5. TorchAO backend (weight-only PTQ)#

5.1. Overview#

  • Weight-only PTQ for INT8 and FP8 (E4M3FN/E5M2) weights.

  • Activation settings are ignored.

  • Layer-wise control via module_name patterns.

5.2. Supported options#

  • mode: weight_only_ptq.

  • weights.dtype: int8, fp8_e4m3fn, fp8_e5m2.

  • default_layer_dtype: ignored by this backend; specify weights.dtype per layer.
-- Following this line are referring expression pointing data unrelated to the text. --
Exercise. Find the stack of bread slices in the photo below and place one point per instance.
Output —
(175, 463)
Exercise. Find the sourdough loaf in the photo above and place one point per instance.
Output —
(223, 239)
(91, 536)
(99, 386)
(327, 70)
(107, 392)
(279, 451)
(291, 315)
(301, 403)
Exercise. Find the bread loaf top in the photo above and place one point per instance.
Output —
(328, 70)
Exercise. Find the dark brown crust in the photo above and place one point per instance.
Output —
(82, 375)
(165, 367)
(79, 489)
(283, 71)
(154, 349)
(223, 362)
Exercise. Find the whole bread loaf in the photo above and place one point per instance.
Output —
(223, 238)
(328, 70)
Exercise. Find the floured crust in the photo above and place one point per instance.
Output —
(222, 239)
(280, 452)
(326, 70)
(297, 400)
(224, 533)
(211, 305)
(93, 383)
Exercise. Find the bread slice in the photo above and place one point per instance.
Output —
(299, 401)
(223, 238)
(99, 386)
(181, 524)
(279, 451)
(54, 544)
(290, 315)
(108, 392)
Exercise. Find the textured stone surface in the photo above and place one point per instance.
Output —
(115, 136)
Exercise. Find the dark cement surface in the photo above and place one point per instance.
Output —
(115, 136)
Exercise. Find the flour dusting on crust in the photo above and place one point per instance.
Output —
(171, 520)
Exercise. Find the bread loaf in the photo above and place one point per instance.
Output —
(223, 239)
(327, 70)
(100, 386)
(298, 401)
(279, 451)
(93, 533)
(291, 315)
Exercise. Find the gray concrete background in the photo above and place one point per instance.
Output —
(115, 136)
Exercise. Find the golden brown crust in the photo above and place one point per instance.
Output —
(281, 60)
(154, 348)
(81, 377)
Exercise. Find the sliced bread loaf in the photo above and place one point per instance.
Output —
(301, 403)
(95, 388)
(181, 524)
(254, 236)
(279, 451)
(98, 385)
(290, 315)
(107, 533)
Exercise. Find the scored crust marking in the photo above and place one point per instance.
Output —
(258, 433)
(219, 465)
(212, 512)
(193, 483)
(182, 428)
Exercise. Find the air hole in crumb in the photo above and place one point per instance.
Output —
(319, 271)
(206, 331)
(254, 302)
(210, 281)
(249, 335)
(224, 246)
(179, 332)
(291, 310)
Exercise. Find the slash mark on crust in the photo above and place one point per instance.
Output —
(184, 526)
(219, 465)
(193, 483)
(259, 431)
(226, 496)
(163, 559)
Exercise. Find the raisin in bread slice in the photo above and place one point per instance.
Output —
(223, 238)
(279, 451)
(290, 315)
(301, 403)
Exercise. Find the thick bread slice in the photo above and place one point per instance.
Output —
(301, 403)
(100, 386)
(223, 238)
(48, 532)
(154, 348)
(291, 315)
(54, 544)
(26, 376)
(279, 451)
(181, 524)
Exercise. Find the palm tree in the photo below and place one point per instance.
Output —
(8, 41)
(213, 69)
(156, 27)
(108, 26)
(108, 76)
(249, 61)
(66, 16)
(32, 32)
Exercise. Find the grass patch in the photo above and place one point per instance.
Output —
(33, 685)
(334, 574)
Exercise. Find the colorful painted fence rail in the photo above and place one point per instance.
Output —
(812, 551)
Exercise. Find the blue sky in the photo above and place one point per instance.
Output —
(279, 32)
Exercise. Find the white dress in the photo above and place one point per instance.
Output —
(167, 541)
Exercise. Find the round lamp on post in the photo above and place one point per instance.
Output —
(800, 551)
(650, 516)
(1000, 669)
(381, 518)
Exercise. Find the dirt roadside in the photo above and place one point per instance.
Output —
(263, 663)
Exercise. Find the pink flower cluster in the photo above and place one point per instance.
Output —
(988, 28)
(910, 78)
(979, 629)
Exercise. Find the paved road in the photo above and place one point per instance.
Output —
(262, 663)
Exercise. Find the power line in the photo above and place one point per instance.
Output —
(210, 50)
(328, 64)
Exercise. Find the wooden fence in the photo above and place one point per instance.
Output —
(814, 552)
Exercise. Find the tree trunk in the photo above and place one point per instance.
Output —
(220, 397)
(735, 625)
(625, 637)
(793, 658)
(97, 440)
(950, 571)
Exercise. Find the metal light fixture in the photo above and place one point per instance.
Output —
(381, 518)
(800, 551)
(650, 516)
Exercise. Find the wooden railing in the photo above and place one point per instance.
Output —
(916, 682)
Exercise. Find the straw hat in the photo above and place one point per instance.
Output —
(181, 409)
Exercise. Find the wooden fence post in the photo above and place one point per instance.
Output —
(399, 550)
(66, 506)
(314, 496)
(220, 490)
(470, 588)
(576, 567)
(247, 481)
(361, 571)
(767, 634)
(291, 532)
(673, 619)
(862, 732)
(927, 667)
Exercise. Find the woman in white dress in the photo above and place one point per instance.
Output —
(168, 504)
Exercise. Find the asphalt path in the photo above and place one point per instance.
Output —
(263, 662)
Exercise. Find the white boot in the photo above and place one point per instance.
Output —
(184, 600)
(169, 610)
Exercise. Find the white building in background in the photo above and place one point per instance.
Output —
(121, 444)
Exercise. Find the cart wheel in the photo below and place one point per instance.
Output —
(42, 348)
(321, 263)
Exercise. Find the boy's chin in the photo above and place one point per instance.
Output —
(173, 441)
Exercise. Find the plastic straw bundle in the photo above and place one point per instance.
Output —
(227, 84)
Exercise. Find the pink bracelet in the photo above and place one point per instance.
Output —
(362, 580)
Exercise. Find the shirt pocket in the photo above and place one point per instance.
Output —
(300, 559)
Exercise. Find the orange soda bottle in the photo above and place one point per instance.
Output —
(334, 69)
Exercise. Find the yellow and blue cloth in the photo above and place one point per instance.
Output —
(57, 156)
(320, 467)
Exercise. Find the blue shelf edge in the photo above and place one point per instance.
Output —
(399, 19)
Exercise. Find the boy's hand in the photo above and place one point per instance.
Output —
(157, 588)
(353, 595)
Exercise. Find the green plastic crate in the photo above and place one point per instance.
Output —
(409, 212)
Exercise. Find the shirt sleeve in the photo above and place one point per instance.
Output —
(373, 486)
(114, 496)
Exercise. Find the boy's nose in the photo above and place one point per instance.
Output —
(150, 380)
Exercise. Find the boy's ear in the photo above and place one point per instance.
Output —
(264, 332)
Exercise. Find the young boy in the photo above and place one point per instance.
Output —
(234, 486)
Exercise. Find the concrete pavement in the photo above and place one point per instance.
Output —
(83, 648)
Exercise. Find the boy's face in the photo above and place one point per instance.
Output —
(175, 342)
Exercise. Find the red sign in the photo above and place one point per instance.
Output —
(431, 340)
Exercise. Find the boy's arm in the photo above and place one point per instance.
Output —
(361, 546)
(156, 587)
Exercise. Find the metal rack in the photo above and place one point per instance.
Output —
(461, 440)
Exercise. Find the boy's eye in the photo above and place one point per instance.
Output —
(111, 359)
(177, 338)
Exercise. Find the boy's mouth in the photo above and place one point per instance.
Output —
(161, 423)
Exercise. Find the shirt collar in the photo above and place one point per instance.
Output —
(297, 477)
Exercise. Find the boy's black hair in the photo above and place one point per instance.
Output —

  • skip_names: remove modules from quantization.

5.3. How it works#

Internally, TAO builds a per-module mapping from your patterns to TorchAO configs and calls torchao.quantization.quantize_ on a deep copy of the model.

5.4. Example configs#

INT8 all Linear layers.

quantize:
  backend: "torchao"
  mode: "weight_only_ptq"
  default_layer_dtype: "int8"
  default_activation_dtype: "native"
  layers:
    - module_name: "Linear"
      weights: { dtype: "int8" }

FP8 E4M3FN on all Linear layers, skip classifier head.

quantize:
  backend: "torchao"
  mode: "weight_only_ptq"
  default_layer_dtype: "fp8_e4m3fn"
  default_activation_dtype: "native"
  layers:
    - module_name: "Linear"
      weights: { dtype: "fp8_e4m3fn" }
  skip_names: ["classifier.fc"]

5.5. Outputs#

  • Saved artifact in results_dir named quantized_model_torchao.pth (state_dict).

5.6. Limitations#

  • Weight-only: activations are not quantized.

  • No calibration loop.

  • Speedups depend on runtime kernel support and are model-dependent.